Jane felt an ice-cool calm envelope her. Now that she knew what was happening, she knew what to do.

“Stay on the line. I’m going to give this phone to the head of the president’s security detail.”

The chief of the Secret Service bodyguards was also on his feet, an Uzi cocked in his right hand, scanning the crowd. He was saying into the pin mike at his lips, “I don’t see any shooters.”

Jane stood before him. “You know who I am?”

“Senator Thornton, yes.”

She shoved the phone at him. “There aren’t any shooters. We’re being baked by a microwave beam from the power satellite.”

“What?”

“Listen to what this woman has to say,” Jane said, thrusting the phone into his empty hand. “She’s from Astro Corporation, in Texas—the people who built the satellite.”
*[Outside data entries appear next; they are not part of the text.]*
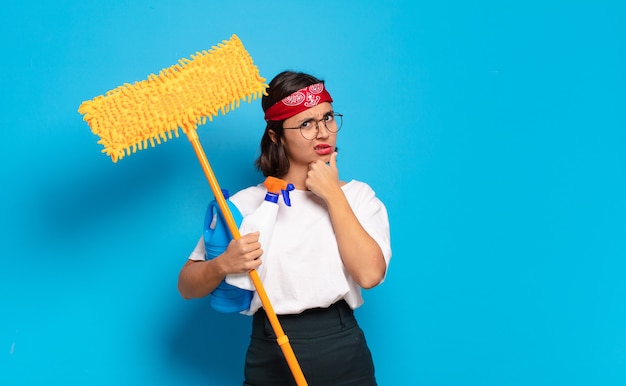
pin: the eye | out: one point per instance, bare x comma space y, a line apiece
306, 124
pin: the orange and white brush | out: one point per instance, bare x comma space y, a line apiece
135, 116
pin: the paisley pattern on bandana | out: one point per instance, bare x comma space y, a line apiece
297, 102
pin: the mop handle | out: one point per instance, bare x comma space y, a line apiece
281, 338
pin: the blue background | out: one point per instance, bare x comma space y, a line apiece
493, 131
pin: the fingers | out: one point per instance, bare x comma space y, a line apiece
333, 160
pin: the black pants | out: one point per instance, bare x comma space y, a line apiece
328, 343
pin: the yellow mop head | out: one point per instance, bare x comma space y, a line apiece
182, 96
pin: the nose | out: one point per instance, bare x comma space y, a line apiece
322, 131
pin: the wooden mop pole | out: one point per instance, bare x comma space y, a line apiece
281, 338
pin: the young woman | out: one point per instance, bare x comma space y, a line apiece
332, 242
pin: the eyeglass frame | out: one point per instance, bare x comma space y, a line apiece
317, 125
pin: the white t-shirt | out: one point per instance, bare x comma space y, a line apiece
303, 268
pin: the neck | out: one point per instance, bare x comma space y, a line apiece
297, 178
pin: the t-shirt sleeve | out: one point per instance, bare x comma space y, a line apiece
198, 252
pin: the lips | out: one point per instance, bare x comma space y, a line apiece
323, 149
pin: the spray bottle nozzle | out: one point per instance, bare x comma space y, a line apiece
275, 186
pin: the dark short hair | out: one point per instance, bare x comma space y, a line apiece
273, 161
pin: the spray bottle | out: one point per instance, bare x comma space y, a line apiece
262, 220
225, 298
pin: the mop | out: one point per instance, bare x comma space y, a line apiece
136, 116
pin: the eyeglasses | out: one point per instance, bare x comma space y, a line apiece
332, 123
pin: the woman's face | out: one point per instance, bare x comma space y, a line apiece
301, 151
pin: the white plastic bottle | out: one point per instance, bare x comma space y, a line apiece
262, 220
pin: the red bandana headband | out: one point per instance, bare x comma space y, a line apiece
297, 102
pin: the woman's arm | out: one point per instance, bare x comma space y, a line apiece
360, 253
198, 278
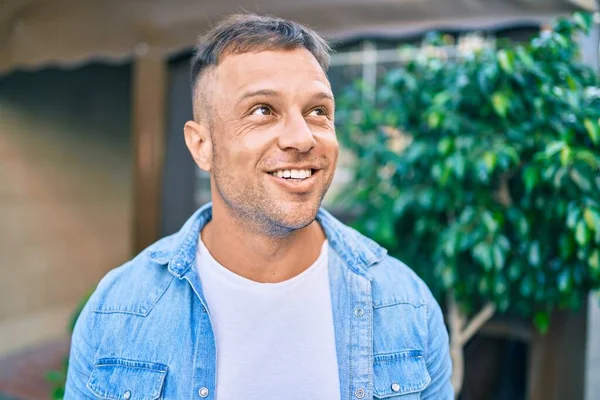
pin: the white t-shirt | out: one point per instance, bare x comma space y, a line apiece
274, 340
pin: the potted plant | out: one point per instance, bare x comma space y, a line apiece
482, 173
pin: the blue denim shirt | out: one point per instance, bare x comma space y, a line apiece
146, 333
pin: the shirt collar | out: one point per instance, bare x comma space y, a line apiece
178, 251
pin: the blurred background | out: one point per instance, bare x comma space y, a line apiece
93, 167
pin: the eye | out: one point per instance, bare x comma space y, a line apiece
262, 110
318, 112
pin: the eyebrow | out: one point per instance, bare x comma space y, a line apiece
273, 93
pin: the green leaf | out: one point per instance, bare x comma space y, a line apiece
499, 257
582, 234
533, 256
506, 59
531, 177
580, 180
542, 321
564, 281
489, 160
565, 156
593, 129
592, 218
554, 148
501, 103
445, 145
434, 120
482, 253
594, 262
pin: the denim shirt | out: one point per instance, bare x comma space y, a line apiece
146, 333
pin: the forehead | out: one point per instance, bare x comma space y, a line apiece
287, 68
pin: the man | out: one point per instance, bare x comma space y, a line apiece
261, 294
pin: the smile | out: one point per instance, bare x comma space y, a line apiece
292, 173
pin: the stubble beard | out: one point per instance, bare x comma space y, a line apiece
254, 208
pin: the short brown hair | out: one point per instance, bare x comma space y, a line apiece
243, 33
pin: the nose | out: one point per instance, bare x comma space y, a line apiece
297, 135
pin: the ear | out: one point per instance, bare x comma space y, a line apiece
199, 143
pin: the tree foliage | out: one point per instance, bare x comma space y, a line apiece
483, 173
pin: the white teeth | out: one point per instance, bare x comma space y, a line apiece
293, 173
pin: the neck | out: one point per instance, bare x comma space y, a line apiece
245, 250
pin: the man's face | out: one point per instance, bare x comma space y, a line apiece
274, 148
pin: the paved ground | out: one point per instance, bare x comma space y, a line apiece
22, 374
593, 353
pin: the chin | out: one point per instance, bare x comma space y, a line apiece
297, 215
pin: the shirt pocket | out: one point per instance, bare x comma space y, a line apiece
116, 378
401, 375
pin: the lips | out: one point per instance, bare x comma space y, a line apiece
296, 185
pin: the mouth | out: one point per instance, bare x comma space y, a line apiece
295, 180
293, 174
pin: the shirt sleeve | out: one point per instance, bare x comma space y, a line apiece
81, 360
438, 359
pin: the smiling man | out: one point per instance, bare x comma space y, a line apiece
261, 294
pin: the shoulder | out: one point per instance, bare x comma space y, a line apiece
133, 288
393, 282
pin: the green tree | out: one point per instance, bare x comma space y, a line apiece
483, 174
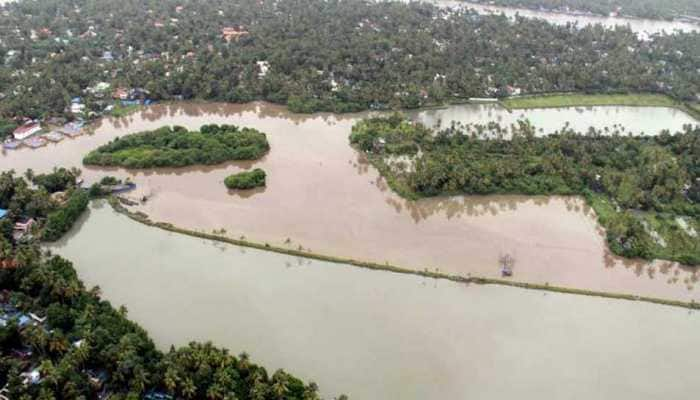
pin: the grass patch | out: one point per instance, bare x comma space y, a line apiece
586, 100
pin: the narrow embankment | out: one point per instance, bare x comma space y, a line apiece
144, 219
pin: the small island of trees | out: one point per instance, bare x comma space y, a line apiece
178, 147
644, 189
246, 180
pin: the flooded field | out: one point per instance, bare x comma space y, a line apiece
378, 335
323, 197
644, 27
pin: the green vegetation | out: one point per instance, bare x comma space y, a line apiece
178, 147
60, 221
246, 179
335, 56
7, 126
654, 9
585, 100
53, 217
646, 190
85, 348
77, 344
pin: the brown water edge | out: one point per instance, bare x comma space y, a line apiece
426, 273
323, 196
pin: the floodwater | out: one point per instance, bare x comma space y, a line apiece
626, 120
379, 335
322, 196
643, 27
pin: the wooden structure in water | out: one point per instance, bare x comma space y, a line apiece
506, 262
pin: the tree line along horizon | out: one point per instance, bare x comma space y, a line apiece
652, 9
645, 190
317, 55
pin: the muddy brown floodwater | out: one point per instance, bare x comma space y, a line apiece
379, 335
322, 195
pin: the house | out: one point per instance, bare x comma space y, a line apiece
24, 226
37, 318
120, 94
513, 91
230, 33
26, 130
77, 108
31, 378
264, 67
153, 395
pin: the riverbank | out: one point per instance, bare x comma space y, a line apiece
554, 239
560, 100
145, 219
528, 102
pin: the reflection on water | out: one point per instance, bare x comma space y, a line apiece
643, 27
378, 335
323, 197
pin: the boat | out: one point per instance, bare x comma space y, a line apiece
54, 136
11, 144
35, 142
507, 263
72, 129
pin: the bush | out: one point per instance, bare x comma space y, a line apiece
246, 180
59, 222
178, 147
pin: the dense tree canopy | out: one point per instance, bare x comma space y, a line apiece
246, 179
79, 347
645, 189
178, 147
337, 55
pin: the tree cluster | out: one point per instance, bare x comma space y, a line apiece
178, 147
317, 55
640, 186
246, 179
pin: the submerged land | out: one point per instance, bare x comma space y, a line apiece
539, 156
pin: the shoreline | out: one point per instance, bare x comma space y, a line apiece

April felt her insides jump as al-Bashir came through the bedroom doorway. She stood tensed by the open French windows that led onto the flower-rimmed balcony.

“Still in the same dress?” he asked, looking slightly disappointed. “I thought you would have showered and changed by now.”

April had examined the clothes hanging in the closet. Nothing but slinky, sheer stuff. “I’m not a Playboy model,” she said.

Al-Bashir ignored her sarcasm. “I’m sorry to have kept you waiting. I had business to attend to. Important business.”

“I’d like to go home, Mr. al-Bashir,” she said as firmly as she could manage.

His smile turned smug. “I don’t think that would be advisable under the circumstances.”

“I don’t know how you brought me here,” April said, feeling like a trapped animal. “I mean, I never agreed to come here with you.”

“Yet here you are.”

There was a light rap on the door. Al-Bashir opened it, and the Asian woman came in, dressed in a miniskirted skintight outfit, pushing a rolling cart covered with a damask tablecloth. It bore a dinner for two in covered dishes, an ice bucket containing a bottle of champagne, and two long-stemmed glasses.

In silence, the woman wheeled the cart to the middle of the room, then looked questioningly at al-Bashir.

“You may go,” he told her, “for now. I’ll call you when we’re ready for you.”

April felt icicles prickling along her spine.

“Look, Mr. al-Bashir—” she began.

“Call me Asim.”

“I didn’t ask to be brought here, and I’d like to go back home. Right now.”

Al-Bashir shook his head pityingly. “I don’t think you’d like to be back in that pig’s nest in Texas, April. It’s going to be very ugly there. In a few hours mobs will be tearing down Astro Corporation and looking for Dan Randolph’s blood.”

Her knees went weak. “What? What do you mean?”

“Several thousand Americans have been killed, including the president of the United States, very possibly. They were all killed by Dan Randolph’s power satellite.”

April sagged down onto the bed, speechless. Smiling contentedly, al-Bashir went to the champagne bottle and began undoing its cork.